Takie informacje powinno się czytać z rozbawieniem, ale dotyczą one zbyt poważnej materii, aby skwitować je wyłącznie śmiechem, ironią, drwiną.
Oto - jak poinformowała „Rzeczpospolita” - minister do spraw równości Agnieszka Kozłowska-Rajewicz „patronuje podręcznikowi, który za przejaw wrogości wobec gejów uznaje nawet poloneza na studniówce”. Poparcie w tej sprawie uzyskała od Związku Nauczycielstwa Polskiego.
Z tej kuriozalnej publikacji dowiadujemy się m.in., że nauczyciele powinni akcentować lesbijskie skłonności Marii Konopnickiej i zapraszać do szkół zdeklarowanych gejów.
Podręcznik pt. „Lekcja równości” wydała Kampania przeciw Homofonii, a informacje o patronacie minister i ZNP znalazły się na tylnej stronie okładki.
„- Mam bardzo wiele patronatów, często rekomenduję poradniki, informatory i broszury, które promują tolerancję i równe traktowanie. Zdecydowałam się również na ten patronat, bo w Polsce brakuje materiałów, które pomogłyby nauczycielom zrozumieć problemy uczniów nieheteroseksualnych” - powiedziała Kozłowska-Rajewicz w rozmowie z „Rz”.
Problemom homoseksualnych uczniów poświęcono w podręczniku bardzo dużo miejsca. Można się m.in. dowiedzieć, że „młodzież ta jest ponad cztery razy bardziej osamotniona”, należy więc uważać, aby nie czuła się źle w szkole. Przejawem dyskryminacji są np.. bale studniówkowe, podczas których poloneza można zatańczyć jedynie z przedstawicielem płci przeciwnej.
Dyskusje mogą też budzić proponowane sposoby walki z homofobią. Zdaniem autorów nauczyciele powinni podczas lekcji podawać przykłady „nie zakładając powszechnej heteroseksualności”. I tak zamiast „książę William był obiektem westchnień nastolatek” lepiej jest mówić, że „był obiektem westchnień wielu nastolatek i nastolatków”. Koniecznie trzeba też podawać przykłady znanych postaci, które były homoseksualistami: Witolda Gombrowicza, Marię Dąbrowską, a nawet Władysława Warneńczyka i Juliusza Cezara (czyżby Brutus zabił go z innych powodów niż te, które do tej pory ustalili historycy?).

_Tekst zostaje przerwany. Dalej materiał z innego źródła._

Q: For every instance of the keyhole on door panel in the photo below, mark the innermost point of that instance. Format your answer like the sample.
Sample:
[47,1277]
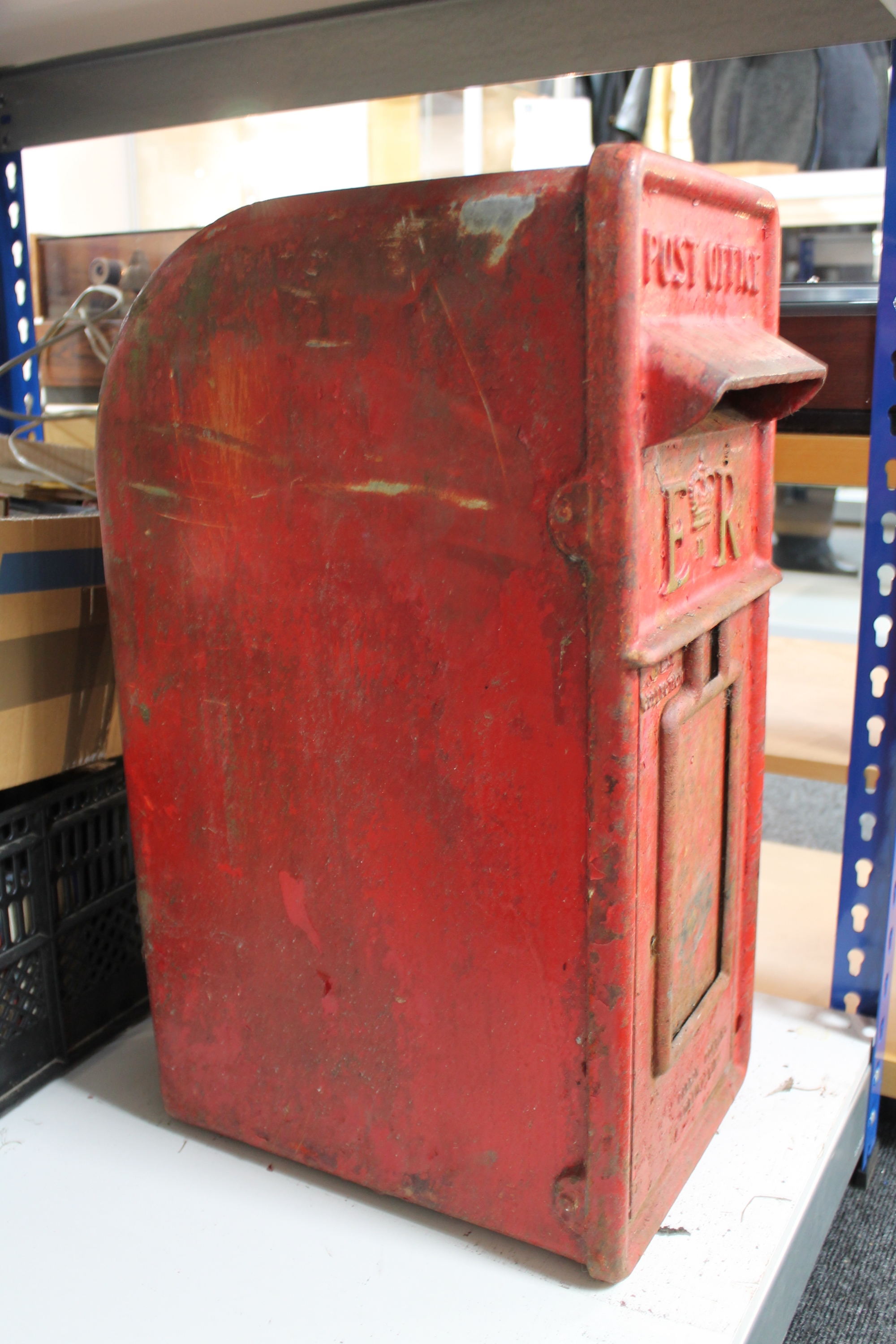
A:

Warto również zapraszać na lekcje „gościa będącego osobą homoseksualną, biseksualną lub transpłciową”, nie konfrontować go jednak raczej z księdzem z powodu ryzyka „sytuacji replikującej opresje społeczne”.

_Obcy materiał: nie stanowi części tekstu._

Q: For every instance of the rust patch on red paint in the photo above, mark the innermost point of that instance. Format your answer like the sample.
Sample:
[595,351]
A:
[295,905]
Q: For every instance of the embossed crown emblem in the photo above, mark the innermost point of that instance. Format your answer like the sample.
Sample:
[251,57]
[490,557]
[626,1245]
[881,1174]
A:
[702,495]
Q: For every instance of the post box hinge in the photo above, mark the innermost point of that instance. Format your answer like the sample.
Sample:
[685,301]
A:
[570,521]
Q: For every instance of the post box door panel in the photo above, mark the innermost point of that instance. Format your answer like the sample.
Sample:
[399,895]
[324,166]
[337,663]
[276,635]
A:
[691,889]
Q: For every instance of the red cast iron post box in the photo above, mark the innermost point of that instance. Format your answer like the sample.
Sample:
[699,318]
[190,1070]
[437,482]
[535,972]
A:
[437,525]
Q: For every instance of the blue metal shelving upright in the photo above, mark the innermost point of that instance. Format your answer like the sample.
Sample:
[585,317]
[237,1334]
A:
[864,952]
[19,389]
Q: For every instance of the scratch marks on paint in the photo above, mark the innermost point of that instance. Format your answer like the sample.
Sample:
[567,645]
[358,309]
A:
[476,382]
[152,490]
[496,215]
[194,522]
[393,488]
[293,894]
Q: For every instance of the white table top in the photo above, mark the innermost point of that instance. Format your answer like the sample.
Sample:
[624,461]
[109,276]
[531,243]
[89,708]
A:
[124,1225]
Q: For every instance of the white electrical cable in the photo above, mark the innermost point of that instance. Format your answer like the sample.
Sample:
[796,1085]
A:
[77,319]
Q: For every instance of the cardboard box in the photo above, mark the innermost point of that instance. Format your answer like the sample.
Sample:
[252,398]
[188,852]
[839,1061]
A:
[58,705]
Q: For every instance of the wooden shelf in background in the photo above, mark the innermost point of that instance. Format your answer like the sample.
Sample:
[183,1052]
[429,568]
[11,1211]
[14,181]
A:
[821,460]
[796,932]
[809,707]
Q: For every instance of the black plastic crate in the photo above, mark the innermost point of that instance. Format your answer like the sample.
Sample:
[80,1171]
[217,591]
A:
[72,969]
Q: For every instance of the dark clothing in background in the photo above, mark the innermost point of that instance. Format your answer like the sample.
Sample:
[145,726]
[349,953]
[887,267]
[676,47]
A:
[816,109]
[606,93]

„- Wszystko może stać się obiektem krytyki, również ta książka. Jej treść jest jednak bardzo wyważona w porównaniu z podobnymi publikacjami w innych krajach europejskich” - zapewnił „Rz” redaktor książki Jan Świerszcz z Kampanii przeciw Homofobii, a prezes ZNP Sławomir Broniarz podkreślił, że publikacja jest jedynie „materiałem wspomagającym nauczycieli”, a od nich zależy, w jaki sposób ją wykorzystają, zwłaszcza że psychologowie „chwalili wyważony sposób prezentacji treści”.

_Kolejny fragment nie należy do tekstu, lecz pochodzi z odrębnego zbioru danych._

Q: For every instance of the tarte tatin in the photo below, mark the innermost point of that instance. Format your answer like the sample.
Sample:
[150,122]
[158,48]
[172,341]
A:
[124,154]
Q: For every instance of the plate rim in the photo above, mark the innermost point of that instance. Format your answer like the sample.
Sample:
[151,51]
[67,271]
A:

Te zapewnienia nie przekonują jednak konserwatywnych polityków.
„- Jeśli uczniowie mają problemy ze swoją seksualnością, powinni udać się po prostu do specjalistów, a minister nie powinna angażować się swoim autorytetem w lansowanie ideologii, która uderza w powszechne normy kulturowe i prawne” - powiedział gazecie poseł Platformy Obywatelskiej Jacek Żalek.
Były minister edukacji narodowej, a obecnie europoseł Prawa i Sprawiedliwości profesor Ryszard Legutko widzi w tym podręczniku i w fakcie objęcia go wysokim patronatem przejaw coraz głębszej ideologizacji edukacji w Polsce.
„- Myślę, że nawet za komuny dzieci nie były narażone na taką indoktrynację” - skomentował na łamach „Rz”.
Gazeta przypomina, że nie jest to pierwsza próba wpływania przez środowiska gejowskie na treści prezentowane w szkołach. Chcą one, by w książkach pojawiły się „różne wzorce rodziny”, czemu ulega MEN. Podlegający resortowi Ośrodek Rozwoju Edukacji w zaleceniach dotyczących recenzentów podręczników podkreślił już „uwrażliwienie na kwestie równego traktowania”.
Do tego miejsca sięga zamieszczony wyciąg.